Rute pengiriman langsung diTeluk Persia(UEA, Iran, Kuwait, dll.) tidak disarankan dalam jangka pendek. Perusahaan pelayaran umumnya menangguhkan pesanan baru, dan kapal yang sudah berada di pelabuhan perlu tetap berada di zona aman. Bahkan jika layanan dilanjutkan kemudian, mereka akan menghadapi biaya tambahan perang dan penundaan yang tidak dapat diprediksi. Barang-barang tersebut dapat dialihkan ke"Timur Jauh - Pelabuhan Sohar / Pelabuhan Jeddah" untuk transshipment, dan kemudian memasuki Teluk Persia melalui transportasi darat atau transportasi laut domestik, yang akan memperpanjang waktu transit selama 5-8 hari, tetapi dapat menghindari risiko melewati selat.

Timur Jauh -Eropa / Pantai Timur ASRute ini sepenuhnya layak, dengan penyesuaian utama berupa pengalihan rute ke Tanjung Harapan. Meskipun perjalanan memakan waktu 10-15 hari lebih lama daripada rute Terusan Suez (dari 30 hingga 40 hari di Timur Jauh ke Eropa Barat Laut, ini meningkat menjadi 45 hingga 55 hari), perusahaan pelayaran besar telah menerapkan rencana pengalihan rute tetap, untuk memastikan ketersediaan ruang. Perlu dicatat bahwa pengalihan rute ini akanmeningkatkan biaya bahan bakar dan tenaga kerja; tarif angkutan barang di rute Eropa sudah naik.Oleh karena itu, disarankan untuk memesan tempat 1-2 minggu sebelumnya.

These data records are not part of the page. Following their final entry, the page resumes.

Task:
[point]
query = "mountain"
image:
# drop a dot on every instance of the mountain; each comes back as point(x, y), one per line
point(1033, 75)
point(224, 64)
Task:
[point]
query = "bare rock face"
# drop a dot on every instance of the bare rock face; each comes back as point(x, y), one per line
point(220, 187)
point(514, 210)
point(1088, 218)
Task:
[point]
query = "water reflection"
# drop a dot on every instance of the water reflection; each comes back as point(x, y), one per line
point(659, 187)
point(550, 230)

Pengalihan metode transportasi yang fleksibel dimungkinkan. Pelanggan Eropa dengan pengiriman bernilai tinggi dan mendesak dapat memilih pengiriman internasional.pengiriman barang melalui udara(menghindari wilayah udara Timur Tengah), sementara pengiriman besar dan bernilai rendah dapat memilih kombinasi dari "pengiriman laut + Tiongkok-EropaKereta ApiCepat"untuk menyeimbangkan biaya dan waktu."

Saran untuk Importir

(1) Pantau Situasi dengan Cermat

- Pantau dengan saksama berita dan pengumuman resmi dari pemerintah, perusahaan pelayaran, dan perusahaan asuransi.

- Berkomunikasi dengan perusahaan pengiriman barang untuk mendapatkan informasi terkini mengenai perubahan rute, kondisi pelabuhan, dan dampak biaya.

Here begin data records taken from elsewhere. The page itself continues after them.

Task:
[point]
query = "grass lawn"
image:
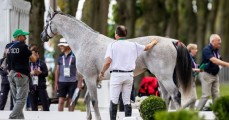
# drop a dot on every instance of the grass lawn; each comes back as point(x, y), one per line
point(224, 90)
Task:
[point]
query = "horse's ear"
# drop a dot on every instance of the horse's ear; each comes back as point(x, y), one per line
point(58, 9)
point(51, 10)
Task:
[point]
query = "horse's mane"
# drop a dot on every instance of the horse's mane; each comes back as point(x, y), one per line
point(74, 19)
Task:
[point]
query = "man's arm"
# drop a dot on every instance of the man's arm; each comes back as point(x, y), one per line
point(80, 81)
point(44, 70)
point(105, 66)
point(219, 62)
point(57, 73)
point(150, 45)
point(33, 57)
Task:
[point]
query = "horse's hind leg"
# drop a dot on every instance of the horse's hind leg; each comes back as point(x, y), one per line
point(88, 108)
point(92, 89)
point(172, 91)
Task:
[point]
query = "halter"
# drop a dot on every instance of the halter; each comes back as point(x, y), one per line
point(49, 25)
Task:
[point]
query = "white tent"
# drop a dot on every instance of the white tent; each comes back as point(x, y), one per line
point(14, 14)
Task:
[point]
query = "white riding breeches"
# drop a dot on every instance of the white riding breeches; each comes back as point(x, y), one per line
point(121, 82)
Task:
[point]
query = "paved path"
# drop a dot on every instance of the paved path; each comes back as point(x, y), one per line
point(77, 115)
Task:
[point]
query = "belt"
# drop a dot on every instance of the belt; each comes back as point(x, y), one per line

(2) Diasumsikan “Bisnis Seperti Biasa” Ditangguhkan Tanpa Batas Waktu untuk Timur Tengah

Jangan berharap pembukaan kembali Selat Hormuz dengan cepat. Bahkan jika gencatan senjata terjadi, ketidakpercayaan dan inspeksi keamanan akan membutuhkan waktu berminggu-minggu untuk kembali normal. Jika kargo Anda ditujukan ke Irak, Kuwait, UEA, Qatar, Bahrain, atau Oman, perkirakan penundaan yang sangat lama. Kami sudah melihat kasus di mana operator membongkar kargo di pelabuhan alternatif seperti Sohar (Oman) atau bahkan mengalihkannya ke Arab Saudi untuk kemungkinan pengiriman melalui truk—jika pengiriman melalui truk masih memungkinkan.

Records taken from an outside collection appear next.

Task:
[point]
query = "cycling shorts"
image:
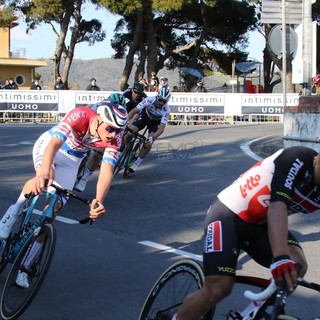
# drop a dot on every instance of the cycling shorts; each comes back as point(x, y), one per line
point(227, 235)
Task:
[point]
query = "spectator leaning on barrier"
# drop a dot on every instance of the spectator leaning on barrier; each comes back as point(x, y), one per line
point(59, 85)
point(199, 87)
point(35, 85)
point(13, 85)
point(93, 85)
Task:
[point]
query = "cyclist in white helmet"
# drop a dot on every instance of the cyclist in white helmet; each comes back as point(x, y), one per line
point(58, 153)
point(153, 113)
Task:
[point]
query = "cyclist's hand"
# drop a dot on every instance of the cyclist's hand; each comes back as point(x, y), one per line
point(97, 210)
point(284, 272)
point(149, 141)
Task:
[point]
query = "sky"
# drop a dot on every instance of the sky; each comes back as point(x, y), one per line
point(40, 43)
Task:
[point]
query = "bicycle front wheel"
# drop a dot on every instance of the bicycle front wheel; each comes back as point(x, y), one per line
point(170, 290)
point(15, 299)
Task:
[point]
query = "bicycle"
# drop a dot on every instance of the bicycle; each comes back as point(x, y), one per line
point(186, 276)
point(130, 153)
point(29, 229)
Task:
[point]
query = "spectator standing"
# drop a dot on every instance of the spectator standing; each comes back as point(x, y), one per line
point(134, 95)
point(93, 85)
point(164, 83)
point(35, 85)
point(199, 87)
point(154, 82)
point(13, 85)
point(59, 85)
point(175, 89)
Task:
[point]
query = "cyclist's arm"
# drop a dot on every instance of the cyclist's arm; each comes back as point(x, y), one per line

(3) Berkomunikasi Secara Efektif dengan Semua Pemangku Kepentingan

Jaga komunikasi yang erat dengan pemasok, perusahaan pengiriman barang, dan pelanggan Anda. Berkomunikasilah dengan pemasok untuk memahami batasan pengiriman terbaru dan izinkan mereka menyesuaikan rencana pemuatan dan pengiriman. Bekerja samalah dengan perusahaan pengiriman barang Anda untuk melacak pergerakan kargo secara real-time dan menyelesaikan masalah apa pun dengan segera, seperti pengalihan kapal atau kemacetan pelabuhan. Berkomunikasilah secara proaktif dengan pelanggan tentang potensi penundaan dan peningkatan biaya, serta negosiasikan penyesuaian waktu pengiriman.

Konflik Iran-Israel telah membawa tantangan yang belum pernah terjadi sebelumnya bagi pasar pelayaran global, dengan gangguan rute, kenaikan biaya, dan peningkatan risiko menjadi hal yang lumrah dalam jangka pendek. Bagi importir, kunci untuk mengatasi krisis ini terletak pada sikap proaktif, fleksibel, dan siap siaga. Dengan memantau dinamika pasar secara cermat, mengoptimalkan rencana pengiriman, memperkuat manajemen risiko, dan berkolaborasi dengan mitra profesional, importir dapat secara efektif mengurangi dampak konflik, memastikan stabilitas rantai pasokan, dan meminimalkan potensi kerugian.